2D crystal drive assembly prepared using techniques and 3D structures of polycyclic

In recent years, a flexible explore ~ ​​crystallinity crystalline block copolymer solution in the drive assembly (CDSA) behavior has become a hot research self-assembly. This technology was first proposed by Professor Ian manners, its main advantage is actively growing polymer assemblies in solution may be, which provides possibilities for the preparation of controlled size and morphology of the polymer morphologies assembled. Some of the one-dimensional drawing micelle, multiblock, patchy and asymmetric co-micelles have been widely reported, while some complex structure has begun to emerge, such as two-dimensional, mixed and mesopores structure. However, the polymer to be prepared independently of the assembly of 3D structure by CDSA still rarely reported. 利用结晶驱动组装技术制备2D和3D的多环结构 Recently, East China University of Professor Gerald Guerin reported A method for the preparation of 2D and 3D multi-ring structures using CDSA technology , the article in entitled \”Formation of 2D and 3D multi-tori mesostructures via crystallization-driven self-assembly\” published in the Journal of Science child \” Sci. Adv. \” on. Which describes the system How to prepare a powdered flowers class 3D assembly technique by CDSA block copolymer. while adding a mixed solvent of preparing such micelle third solvent, a mesoporous morphology of this assembly in a corresponding change will occur, as a higher sphericity can be obtained mesoporous structure, or to form an annular layered structure Wait. More importantly, Once such mesoporous materials 3D transferred onto the substrate, its shape can maintain long-term stability at room temperature.

Preparation and characterization of the structure of FIG. 1. 3D ring.

Preparation method

As shown, by 8 μL of PFS26-b-PS306 in THF (c = 10 mg ml -1) rapidly injection 1 mL 1, and in acetone / decane solution preheated 20 min 35 ℃, followed by addition of 20 μL columnar gumPFS55-b-PI500 beam decane solution, and after 35 ℃ for 1 hour, to obtain this micelle. This scheme can be obtained in isolated annulus and having a wide size distribution, having a diameter of 20 μm polycyclic spherical shell surface. These look like shell broken hollow spheres, adhesion of smaller annulus formed. Meanwhile annulus consisting sphere having a narrow size distribution, an inner diameter of about 400 nm, and an outside diameter of about 1 μm.

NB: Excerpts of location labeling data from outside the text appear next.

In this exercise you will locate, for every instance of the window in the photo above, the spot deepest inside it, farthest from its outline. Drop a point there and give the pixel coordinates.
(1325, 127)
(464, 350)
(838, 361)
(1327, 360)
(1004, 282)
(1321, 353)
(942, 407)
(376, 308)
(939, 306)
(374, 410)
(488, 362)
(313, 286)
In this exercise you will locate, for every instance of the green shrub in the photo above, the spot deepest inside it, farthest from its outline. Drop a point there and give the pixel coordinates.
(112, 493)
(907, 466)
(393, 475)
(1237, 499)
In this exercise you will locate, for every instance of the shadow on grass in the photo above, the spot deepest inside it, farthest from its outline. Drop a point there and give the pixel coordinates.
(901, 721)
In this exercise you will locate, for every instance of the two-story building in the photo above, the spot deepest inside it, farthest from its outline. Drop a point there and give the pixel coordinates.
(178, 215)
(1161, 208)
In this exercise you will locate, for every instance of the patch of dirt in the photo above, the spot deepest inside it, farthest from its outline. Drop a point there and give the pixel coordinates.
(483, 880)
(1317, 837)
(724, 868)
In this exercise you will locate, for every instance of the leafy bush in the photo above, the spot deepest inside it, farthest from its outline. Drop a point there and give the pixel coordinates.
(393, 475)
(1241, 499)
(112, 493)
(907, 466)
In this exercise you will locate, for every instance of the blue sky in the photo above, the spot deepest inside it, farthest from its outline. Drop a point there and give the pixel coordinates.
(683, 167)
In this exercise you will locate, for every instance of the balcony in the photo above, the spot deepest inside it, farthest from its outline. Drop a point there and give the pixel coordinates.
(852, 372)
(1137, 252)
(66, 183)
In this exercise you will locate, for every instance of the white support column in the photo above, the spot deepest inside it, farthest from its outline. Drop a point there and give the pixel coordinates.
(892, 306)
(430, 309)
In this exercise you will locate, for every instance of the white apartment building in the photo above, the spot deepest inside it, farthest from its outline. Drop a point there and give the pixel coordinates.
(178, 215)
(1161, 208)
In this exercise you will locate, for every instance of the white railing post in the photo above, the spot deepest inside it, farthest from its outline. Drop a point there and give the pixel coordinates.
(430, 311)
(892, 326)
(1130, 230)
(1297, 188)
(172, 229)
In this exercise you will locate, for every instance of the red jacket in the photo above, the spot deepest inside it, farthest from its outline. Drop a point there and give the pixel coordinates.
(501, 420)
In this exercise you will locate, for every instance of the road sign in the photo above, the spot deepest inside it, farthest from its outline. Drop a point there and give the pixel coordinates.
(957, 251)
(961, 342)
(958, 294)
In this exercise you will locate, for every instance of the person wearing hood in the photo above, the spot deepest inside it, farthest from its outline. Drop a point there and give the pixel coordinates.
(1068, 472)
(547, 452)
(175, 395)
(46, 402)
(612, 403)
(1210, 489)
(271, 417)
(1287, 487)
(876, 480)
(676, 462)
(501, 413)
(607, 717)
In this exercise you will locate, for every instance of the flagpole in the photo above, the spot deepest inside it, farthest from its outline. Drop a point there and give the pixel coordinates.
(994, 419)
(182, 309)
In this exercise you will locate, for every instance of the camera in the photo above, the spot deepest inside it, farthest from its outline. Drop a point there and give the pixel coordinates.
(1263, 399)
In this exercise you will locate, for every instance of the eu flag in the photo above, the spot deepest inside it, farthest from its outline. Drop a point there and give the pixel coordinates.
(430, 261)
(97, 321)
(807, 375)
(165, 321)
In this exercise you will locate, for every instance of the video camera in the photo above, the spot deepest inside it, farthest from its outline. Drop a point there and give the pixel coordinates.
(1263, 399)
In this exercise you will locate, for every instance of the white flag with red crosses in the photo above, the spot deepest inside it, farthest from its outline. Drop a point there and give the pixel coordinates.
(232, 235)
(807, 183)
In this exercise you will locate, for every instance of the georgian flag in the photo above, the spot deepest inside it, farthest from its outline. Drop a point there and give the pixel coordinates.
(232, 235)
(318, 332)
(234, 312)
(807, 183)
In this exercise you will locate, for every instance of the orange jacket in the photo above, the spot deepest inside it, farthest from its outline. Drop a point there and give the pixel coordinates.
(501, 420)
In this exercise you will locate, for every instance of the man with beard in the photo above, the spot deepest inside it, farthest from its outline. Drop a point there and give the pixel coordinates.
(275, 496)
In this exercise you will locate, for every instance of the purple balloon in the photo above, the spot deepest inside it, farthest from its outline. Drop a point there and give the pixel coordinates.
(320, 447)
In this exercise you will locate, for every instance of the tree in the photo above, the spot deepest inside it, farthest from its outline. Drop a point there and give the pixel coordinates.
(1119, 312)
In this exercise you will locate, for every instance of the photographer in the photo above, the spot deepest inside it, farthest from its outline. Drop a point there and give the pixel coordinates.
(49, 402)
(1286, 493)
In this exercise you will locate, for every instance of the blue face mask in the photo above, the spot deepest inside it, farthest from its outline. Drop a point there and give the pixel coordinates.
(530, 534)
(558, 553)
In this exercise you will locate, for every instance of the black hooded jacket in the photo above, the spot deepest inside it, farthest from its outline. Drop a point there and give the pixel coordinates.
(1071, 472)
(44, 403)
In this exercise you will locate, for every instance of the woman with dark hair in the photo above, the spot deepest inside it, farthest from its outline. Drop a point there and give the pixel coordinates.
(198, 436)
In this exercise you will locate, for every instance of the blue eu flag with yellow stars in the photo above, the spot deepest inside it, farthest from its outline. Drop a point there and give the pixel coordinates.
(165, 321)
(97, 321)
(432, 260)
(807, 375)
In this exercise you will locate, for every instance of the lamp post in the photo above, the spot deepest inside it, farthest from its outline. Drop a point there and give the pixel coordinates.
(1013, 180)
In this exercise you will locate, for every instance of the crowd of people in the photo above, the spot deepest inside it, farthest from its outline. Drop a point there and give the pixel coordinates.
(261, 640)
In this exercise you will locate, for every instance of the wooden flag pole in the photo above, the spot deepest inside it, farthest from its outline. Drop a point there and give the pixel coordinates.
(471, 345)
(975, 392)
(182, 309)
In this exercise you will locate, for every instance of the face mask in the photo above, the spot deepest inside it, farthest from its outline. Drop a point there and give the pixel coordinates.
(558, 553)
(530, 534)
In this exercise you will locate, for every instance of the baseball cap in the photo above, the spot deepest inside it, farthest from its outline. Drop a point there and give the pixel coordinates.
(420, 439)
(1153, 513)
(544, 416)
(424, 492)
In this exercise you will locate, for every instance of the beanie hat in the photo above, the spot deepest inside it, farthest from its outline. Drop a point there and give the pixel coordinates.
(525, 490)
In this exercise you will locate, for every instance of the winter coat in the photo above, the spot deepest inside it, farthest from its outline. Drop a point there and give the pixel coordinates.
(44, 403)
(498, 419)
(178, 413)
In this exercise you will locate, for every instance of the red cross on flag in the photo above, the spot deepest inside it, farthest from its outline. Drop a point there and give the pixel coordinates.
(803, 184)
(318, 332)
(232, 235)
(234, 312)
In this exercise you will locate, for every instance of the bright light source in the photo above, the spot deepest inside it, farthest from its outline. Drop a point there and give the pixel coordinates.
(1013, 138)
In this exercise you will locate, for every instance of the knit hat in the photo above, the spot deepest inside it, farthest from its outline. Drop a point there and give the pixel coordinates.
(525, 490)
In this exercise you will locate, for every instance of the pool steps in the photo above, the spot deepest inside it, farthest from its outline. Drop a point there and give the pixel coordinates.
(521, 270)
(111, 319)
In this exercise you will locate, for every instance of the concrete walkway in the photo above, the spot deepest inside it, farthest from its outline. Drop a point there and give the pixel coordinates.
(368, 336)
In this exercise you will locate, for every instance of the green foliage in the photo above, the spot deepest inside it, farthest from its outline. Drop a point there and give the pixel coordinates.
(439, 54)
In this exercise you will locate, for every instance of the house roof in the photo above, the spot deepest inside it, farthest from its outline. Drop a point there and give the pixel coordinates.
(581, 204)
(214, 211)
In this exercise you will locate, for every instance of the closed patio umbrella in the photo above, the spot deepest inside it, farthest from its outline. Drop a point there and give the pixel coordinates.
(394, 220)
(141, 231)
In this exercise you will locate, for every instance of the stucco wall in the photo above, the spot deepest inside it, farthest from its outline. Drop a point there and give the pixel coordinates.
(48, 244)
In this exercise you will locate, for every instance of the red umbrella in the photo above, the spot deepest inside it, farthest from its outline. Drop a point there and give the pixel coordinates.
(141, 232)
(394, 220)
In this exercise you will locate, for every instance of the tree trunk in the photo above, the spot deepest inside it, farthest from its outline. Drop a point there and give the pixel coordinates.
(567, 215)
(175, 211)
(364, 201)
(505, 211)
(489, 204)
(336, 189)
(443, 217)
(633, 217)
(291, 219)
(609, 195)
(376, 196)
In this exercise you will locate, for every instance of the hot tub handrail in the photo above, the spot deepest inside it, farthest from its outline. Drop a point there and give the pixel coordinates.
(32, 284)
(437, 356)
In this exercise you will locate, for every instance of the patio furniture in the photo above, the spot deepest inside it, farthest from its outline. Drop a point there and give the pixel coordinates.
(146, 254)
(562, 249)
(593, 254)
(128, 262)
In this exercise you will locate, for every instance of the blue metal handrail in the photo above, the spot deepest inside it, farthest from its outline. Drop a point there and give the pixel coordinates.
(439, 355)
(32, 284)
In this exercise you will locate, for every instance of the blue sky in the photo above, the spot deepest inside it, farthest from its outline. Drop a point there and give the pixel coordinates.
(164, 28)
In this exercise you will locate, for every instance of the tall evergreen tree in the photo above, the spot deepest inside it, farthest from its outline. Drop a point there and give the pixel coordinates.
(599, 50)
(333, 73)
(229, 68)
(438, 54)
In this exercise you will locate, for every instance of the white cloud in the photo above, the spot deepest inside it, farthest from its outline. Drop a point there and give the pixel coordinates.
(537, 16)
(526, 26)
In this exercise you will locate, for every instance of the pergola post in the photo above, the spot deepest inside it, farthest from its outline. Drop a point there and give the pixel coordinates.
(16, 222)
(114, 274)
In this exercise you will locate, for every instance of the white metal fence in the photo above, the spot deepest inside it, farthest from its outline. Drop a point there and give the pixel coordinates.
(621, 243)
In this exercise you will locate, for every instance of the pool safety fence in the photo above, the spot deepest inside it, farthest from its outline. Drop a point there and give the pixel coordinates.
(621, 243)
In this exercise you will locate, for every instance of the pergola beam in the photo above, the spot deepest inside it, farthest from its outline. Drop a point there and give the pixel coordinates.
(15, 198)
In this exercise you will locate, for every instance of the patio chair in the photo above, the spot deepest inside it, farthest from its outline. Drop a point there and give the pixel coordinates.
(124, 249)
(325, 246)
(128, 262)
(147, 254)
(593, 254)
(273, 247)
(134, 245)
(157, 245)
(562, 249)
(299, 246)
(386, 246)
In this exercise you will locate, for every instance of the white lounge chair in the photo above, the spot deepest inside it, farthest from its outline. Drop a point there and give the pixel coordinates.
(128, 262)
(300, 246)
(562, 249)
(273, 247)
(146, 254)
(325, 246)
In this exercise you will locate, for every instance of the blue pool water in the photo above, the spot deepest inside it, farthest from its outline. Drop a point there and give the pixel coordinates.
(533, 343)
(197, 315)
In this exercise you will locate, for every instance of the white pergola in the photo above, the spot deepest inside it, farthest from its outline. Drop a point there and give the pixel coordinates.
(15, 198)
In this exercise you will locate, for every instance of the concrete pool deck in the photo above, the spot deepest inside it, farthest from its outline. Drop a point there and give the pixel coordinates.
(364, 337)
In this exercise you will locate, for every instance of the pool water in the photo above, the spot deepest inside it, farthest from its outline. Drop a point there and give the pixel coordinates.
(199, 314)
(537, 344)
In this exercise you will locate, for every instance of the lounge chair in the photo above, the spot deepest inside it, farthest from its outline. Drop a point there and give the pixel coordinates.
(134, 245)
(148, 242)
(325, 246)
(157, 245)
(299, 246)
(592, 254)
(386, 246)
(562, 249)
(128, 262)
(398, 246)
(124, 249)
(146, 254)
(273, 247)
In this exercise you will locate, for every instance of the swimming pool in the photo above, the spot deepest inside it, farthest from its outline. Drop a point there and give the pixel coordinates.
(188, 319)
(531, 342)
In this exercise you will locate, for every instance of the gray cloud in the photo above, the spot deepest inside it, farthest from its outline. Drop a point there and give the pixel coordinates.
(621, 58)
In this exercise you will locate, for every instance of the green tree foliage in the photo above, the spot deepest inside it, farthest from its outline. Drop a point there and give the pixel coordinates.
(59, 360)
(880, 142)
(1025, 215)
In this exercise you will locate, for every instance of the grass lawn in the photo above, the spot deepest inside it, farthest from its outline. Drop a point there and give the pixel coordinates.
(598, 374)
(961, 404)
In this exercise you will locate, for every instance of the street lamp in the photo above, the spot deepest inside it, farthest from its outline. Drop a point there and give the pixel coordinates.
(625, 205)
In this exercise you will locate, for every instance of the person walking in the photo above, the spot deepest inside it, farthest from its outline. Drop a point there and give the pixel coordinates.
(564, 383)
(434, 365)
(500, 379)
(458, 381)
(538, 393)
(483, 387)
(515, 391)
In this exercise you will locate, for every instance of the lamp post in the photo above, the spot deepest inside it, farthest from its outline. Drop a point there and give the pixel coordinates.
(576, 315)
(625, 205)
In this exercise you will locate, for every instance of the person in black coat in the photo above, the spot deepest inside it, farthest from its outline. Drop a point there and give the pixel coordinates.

Figure 2. different holding times resulting multi-dimensional mesoporous structure

mechanism discussed:

this interesting phenomenon stimulated the enthusiasm of scientists to explore, On the first guess that these special 3D multi-ring structure is joined to PFS26 -b-PS306 micelles formed by a large number of small ring CDSA, these small rings attached to each in turn, by the subsequent addition of the micelle PFS26 -b-PS306 pick from. In order to explore the real reason for this structure is formed, characterized in author shorter holding time such as 30 s and 5 min of micelle morphology (FIG. 2), but the results showed that within 30 s of the assembled body that is to present some maldistribution, large broken surface polycyclic structure. Broken on these structures can be observed very small holes, and when the time is extended to time of 5 min, still can be observed a large surface broken polycyclic structures, but also can be clearly observed increased inner diameter of the aperture at this time. This result overturned the original authors speculate, indicating that the formation of this self-assembly follow a unique way. To further understand the process of assembling the multi-level structure, the authors studied the kinetics of formation of this plurality of toroidal structure. Can be observed by HRTEM (FIG. 3), within a very short incubation time (0.5 minutes), these structures are composed of many pit-like class consisting of micelles. When the holding time of 5 minutes, these structures are still many small spherical micelles composed, but we can occasionally find some curved elongated micelles. When these samples were further incubated for some time, these curved elongated micelles increases gradually, and a one-dimensional presentation of the micelles start concentrically, and with some spherical micelles coexist. After 20 minutes, the overwhelming majority of spherical micelles have disappeared, to be replaced by a number of concentric elongated micelles. After 30 minutes incubation, the annulus gradually become clear. Thereafter holding time, shape remains unchanged. This slenderMicelles are typically assembled by block polymer CDSA come inside colloidal crystalline, wherein the crystallization PFS blocks plays a key role in the formation of these rod-like structure of the seed, the results of XRD analysis also its this confirmed the crystallization nucleation of the micelles.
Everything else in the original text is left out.